OMERO.tables
The OMERO.tables API unifies the storage of columnar data from various sources,
such as automated analysis results or script-based processing, and makes them
available within OMERO.
Large and small volumes of tabular data can be stored via named columns, and
retrieved in bulk or via paging. A limited query language provides basic
filtering and selecting.
For installation instructions, see OMERO.tables
The interface
The slice definition file
for the OMERO.tables API primarily defines two service interfaces and a type
hierarchy.
- class omero.grid.Table
- The central service for dealing with tabular data, described
below.
-
class omero.grid.Tables
An internal service used for managing table services, and can be ignored
for almost all purposes.
-
class omero.grid.Column
The base class for column types which permit returning arrays of
columnar values (Ice doesn’t provide an Any type, so it is
necessary to group values of the same type). All columns in a table
must have the same number of rows.
Note
Attribute names (including column names) beginning with __
(double underscore) are reserved for internal use.
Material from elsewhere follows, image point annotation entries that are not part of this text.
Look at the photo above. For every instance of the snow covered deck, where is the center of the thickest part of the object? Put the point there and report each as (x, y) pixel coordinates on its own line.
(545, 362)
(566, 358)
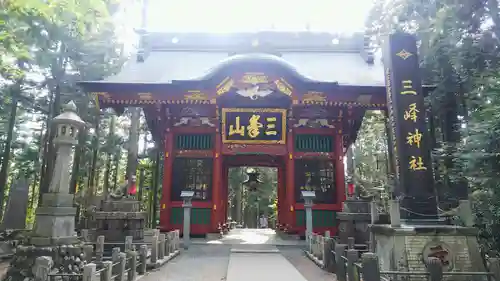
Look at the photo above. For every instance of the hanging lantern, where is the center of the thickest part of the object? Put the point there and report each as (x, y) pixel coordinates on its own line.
(252, 180)
(350, 189)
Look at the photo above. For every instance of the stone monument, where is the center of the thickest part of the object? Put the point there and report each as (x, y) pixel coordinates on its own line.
(416, 233)
(117, 216)
(117, 219)
(54, 231)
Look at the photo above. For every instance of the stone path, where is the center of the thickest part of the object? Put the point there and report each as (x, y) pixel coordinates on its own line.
(232, 259)
(262, 267)
(245, 236)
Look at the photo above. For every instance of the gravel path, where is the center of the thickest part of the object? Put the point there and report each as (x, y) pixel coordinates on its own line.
(305, 266)
(199, 263)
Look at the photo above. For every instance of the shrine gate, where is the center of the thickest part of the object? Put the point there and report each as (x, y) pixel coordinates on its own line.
(294, 101)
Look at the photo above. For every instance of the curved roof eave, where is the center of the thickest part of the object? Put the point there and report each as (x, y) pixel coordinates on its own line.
(255, 58)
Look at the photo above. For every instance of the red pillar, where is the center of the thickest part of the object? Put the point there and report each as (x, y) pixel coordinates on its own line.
(290, 183)
(225, 196)
(165, 206)
(281, 194)
(217, 201)
(339, 166)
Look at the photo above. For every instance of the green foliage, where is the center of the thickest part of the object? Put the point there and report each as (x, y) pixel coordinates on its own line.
(45, 48)
(459, 52)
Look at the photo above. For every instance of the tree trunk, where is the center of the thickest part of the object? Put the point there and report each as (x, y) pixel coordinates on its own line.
(79, 151)
(51, 150)
(8, 144)
(95, 154)
(109, 155)
(133, 148)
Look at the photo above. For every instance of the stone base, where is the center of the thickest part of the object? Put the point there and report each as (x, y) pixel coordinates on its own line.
(405, 248)
(66, 259)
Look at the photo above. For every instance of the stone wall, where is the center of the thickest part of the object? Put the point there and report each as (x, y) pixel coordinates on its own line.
(405, 248)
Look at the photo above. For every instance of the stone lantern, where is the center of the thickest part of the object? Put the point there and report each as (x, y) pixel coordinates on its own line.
(55, 218)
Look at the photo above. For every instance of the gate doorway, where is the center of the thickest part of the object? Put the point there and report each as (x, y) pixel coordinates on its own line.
(247, 203)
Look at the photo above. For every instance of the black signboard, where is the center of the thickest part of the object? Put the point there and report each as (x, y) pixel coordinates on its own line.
(408, 130)
(253, 125)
This restriction was
introduced in OMERO 5.1, Tables created by older versions should continue
to work.
Single value columns
These columns store a single value in each row.
-
class omero.grid.FileColumn(name, description[, values])
-
class omero.grid.ImageColumn(name, description[, values])
-
class omero.grid.RoiColumn(name, description[, values])
-
class omero.grid.WellColumn(name, description[, values])
-
class omero.grid.PlateColumn(name, description[, values])
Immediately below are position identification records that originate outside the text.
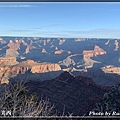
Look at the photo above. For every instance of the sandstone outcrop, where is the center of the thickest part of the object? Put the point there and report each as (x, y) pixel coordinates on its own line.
(11, 68)
(5, 61)
(111, 69)
(91, 53)
(116, 45)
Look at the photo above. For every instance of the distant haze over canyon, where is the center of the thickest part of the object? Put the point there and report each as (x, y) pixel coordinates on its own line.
(46, 58)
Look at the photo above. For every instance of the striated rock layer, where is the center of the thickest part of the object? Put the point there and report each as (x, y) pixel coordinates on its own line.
(10, 71)
(91, 53)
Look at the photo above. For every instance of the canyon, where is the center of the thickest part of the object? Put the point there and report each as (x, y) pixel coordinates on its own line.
(80, 56)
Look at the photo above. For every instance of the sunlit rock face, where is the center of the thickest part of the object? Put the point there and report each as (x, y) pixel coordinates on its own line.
(91, 53)
(9, 68)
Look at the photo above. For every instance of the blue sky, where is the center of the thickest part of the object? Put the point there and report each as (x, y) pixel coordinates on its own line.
(77, 20)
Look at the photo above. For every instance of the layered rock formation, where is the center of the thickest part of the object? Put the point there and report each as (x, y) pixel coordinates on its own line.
(5, 61)
(87, 54)
(91, 53)
(76, 95)
(29, 66)
(111, 69)
(116, 45)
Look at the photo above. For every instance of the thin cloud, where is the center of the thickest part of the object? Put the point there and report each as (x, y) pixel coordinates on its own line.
(16, 6)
Id-based (long) columns which reference omero.model.File,
Image, Roi, Well and Plate
instances respectively.
-
class omero.grid.BoolColumn(name, description[, values])
A value column with bool (non-null) values.
-
class omero.grid.LongColumn(name, description[, values])
A value column with long (non-null, 64-bit) values.
-
class omero.grid.DoubleColumn(name, description[, values])
A value column with double (non-null, 64-bit) values.
Parameters: |
- name (string) – The name of the column, each column in a table must
have a unique name.
- description (string) – The column description, may be empty.
- values ([]) – A list of values (one value per row) used to initialize a
column (optional).
|
-
values
A class member holding the list of values stored in the column.
-
class omero.grid.StringColumn(name, description, size[, values])
A value column which holds strings
Parameters: |
- name (string) – The column name.
- description (string) – The column description.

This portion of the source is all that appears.